Of course, I had to ask about end-of-life concerns—what happens when an IMSE component reaches the end of its use? Paavo acknowledged that this is still a challenge but one they’re actively working on. “Right now, the standard “recycling” process involves incineration of plastics into energy and recovering the metals such as silver,” he said. “But we’re collaborating with research centers to investigate novel recycling methods, so that both plastics and electronics can be efficiently recycled. Additionally, in Horizon Europe project UNICORN we are collaborating together with partners on developing materials to discriminate plastics and electronics prior recycling”

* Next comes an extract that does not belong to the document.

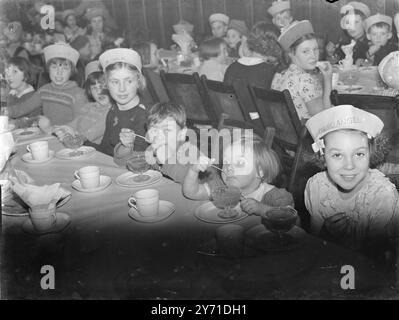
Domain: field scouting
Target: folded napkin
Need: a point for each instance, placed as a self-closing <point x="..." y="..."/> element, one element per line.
<point x="34" y="195"/>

In addition to energy recovery, TactoTek is working on new recycling methods to further enhance sustainability. “We are investigating ways to break down the plastic components and repurpose them into new products rather than just incinerating them,” Paavo explained. “The goal is to create a circular lifecycle where IMSE components are not just disposed of, but truly reused in a meaningful way.”

He also noted that IMSE technology’s integration into automotive manufacturing aligns with the sustainability goals of many major OEMs. “Automakers are under increasing pressure to meet strict environmental regulations,” he said. “Our technology helps reduce material waste, energy consumption, and even emissions associated with transportation and assembly.”

As our conversation wrapped up, we touched on how IMSE could change the way manufacturers and suppliers think about their businesses. “Right now, harness manufacturers see themselves as suppliers of wires,” I suggested. “But really, they should be thinking about themselves as manufacturers of systems that deliver power and signal—whether through wires or through something like IMSE.” Paavo expressed agreement. “Exactly,” he said. “This isn’t just about a new product; it’s about a shift in how we think about electronics integration.”

For now, automotive remains the key focus for TactoTek, but with IMSE proving its worth in that rigorous industry, it’s only a matter of time before it spreads to other sectors. Whether it’s in your next car, home appliance, or even the airplane seat in front of you, chances are you’ll be seeing more of this technology soon.